Do you have a personal connection to malaria? If yes, do you mind sharing?
Ah, yes. I remember one time I was in law school and I had malaria. It was pretty bad, I couldn’t go to class and I was starting to fall behind.
And if you know anything about law school, you know attendance is important — if you miss class you have to explain why. If you are sick then you have to show proof.
But here I was with malaria: I was weak, I was hot, I had fevers, and sometimes the symptoms are so bad you can’t even get out of bed. I was out for a week.
I don’t wish it on anyone, to be honest, but learning that people still die from it and my cousins and I were only lucky to have survived it, really stuck to me. So to be part of this and know that in our own lifetime we can actually end malaria for the next generation is important. That will be an incredible achievement for humanity.
What is "the Muundo" and what is the inspiration behind it?
“The Muundo” is a way of inviting young people everywhere to take action against malaria. That’s why we created something fun, exciting, and very Nigerian so you know that it is from us.
That’s something I love about this campaign: nothing here is whitewashed because we’ve lived it and we are telling the stories ourselves — those are the things that inspired this language. It’s a visual language that everyone can be a part of and I’m excited for people round the world to experience it.
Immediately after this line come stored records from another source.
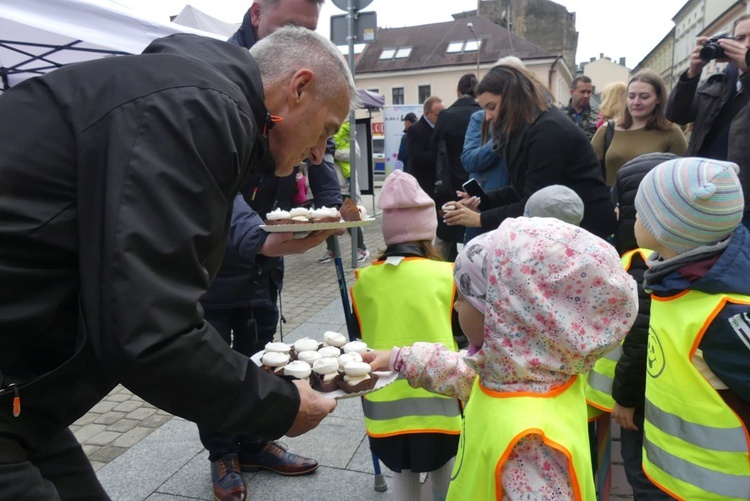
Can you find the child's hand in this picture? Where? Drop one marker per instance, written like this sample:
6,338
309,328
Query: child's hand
377,359
624,416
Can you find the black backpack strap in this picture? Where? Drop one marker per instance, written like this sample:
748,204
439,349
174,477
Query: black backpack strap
608,135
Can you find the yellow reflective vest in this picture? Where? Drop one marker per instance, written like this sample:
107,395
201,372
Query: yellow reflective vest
397,306
494,422
599,379
694,445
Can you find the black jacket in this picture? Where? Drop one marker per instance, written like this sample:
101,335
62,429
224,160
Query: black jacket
118,181
451,128
244,277
629,385
552,150
421,155
701,105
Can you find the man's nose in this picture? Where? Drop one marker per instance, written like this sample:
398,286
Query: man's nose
317,152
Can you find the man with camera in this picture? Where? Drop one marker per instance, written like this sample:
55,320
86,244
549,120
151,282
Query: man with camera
719,107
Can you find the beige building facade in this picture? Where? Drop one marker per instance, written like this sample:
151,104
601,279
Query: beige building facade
604,71
660,59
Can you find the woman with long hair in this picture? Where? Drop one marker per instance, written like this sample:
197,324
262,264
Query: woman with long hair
541,147
641,129
613,102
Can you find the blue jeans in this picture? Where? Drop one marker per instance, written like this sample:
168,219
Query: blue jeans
632,457
251,328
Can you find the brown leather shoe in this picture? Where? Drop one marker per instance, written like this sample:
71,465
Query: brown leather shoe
227,480
276,458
Why do you think it is important to get Africa's young people involved in the conversation to end malaria?
Imagine having malaria symptoms as a young child when your immune system isn’t very strong just yet — its killing a lot of children and young people, every day.
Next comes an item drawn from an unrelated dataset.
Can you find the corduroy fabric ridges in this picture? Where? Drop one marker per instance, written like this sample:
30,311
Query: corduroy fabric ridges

We can wish for aid all we want but we are the ones being killed by this disease so it's important that young people are involved in conversations about their future. It’s left to us to draw the line.
This is why we are using things that resonate with young people: music, sports, and art, to push the message. Bringing all the other ambassadors together to shed light and make people see that this is a problem, and this is what we are going to do about it.
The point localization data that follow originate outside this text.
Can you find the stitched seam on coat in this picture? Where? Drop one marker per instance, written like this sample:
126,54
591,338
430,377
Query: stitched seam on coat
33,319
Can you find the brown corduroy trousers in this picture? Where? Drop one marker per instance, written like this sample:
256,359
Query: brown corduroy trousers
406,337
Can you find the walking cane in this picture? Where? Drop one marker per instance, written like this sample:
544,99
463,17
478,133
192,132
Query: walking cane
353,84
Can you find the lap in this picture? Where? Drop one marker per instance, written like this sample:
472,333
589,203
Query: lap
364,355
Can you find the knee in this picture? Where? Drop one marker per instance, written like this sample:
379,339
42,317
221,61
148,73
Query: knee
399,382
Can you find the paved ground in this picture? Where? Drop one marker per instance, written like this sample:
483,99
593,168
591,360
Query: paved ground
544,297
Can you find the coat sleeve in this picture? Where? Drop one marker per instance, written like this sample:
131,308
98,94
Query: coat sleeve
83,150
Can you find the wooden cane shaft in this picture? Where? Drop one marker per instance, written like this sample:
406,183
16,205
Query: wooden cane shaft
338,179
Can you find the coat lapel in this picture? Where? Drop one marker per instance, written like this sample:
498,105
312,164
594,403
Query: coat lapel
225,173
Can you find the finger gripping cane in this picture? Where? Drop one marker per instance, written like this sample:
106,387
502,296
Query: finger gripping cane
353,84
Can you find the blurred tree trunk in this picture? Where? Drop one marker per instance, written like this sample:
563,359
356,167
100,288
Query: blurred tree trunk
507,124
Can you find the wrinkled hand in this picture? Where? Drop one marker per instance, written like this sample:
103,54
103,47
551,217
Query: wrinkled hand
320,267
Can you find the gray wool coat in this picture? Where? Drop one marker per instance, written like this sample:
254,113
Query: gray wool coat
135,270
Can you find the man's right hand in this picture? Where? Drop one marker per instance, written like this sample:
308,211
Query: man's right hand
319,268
I’m happy to have a malaria-free generation. What about you?
How is ending malaria important to ending extreme poverty in Africa?
Malaria is not cheap. It’s not. It takes away from your earning capabilities because when you have malaria, you can’t work.
I can imagine not being able to paint because I am down with malaria. All those hours I am unable to paint is time lost that I can never get back.
In many parts of the world, like where I am from, many people cannot afford to lose man-hours. People cannot afford not to go to work or go to school.
When I am healthy, I can work and earn. When I am sick with malaria, I can’t work and I can’t earn, which makes me more susceptible to poverty. So yes, ending malaria is absolutely important to ending poverty.
In what ways can anyone around the world take action towards ending malaria in their everyday lives?
First, go to zeromalaria.org, draw a line against malaria, watch the videos, and support the cause because this is important.
It’s about humanity and lending a hand to someone else in any way you can. Think about your privilege, think about other people who might not have access to the things that you have.
It's all about doing something, anything, to change the trajectory of an entire generation. So just start from zeromalaria.org — that’s my advice to everyone.
Why do you think it's important to include the worlds of art, music, and so on in activism?
That is a great question. I think it's more about being able to use channels that people pay attention to, to get a message across.
Every sports person, famous person, celebrity, or whatever — myself included — has an opportunity to do something that will outlive all of us.
We have been blessed with an opportunity to exist in this space where lots of people love what we do and we ought to take advantage of that to share these important messages with people as well.
That’s what activism is all about — passing the message, helping people, doing what you can, and giving back. It’s humanity and people in positions like mine should not take it lightly.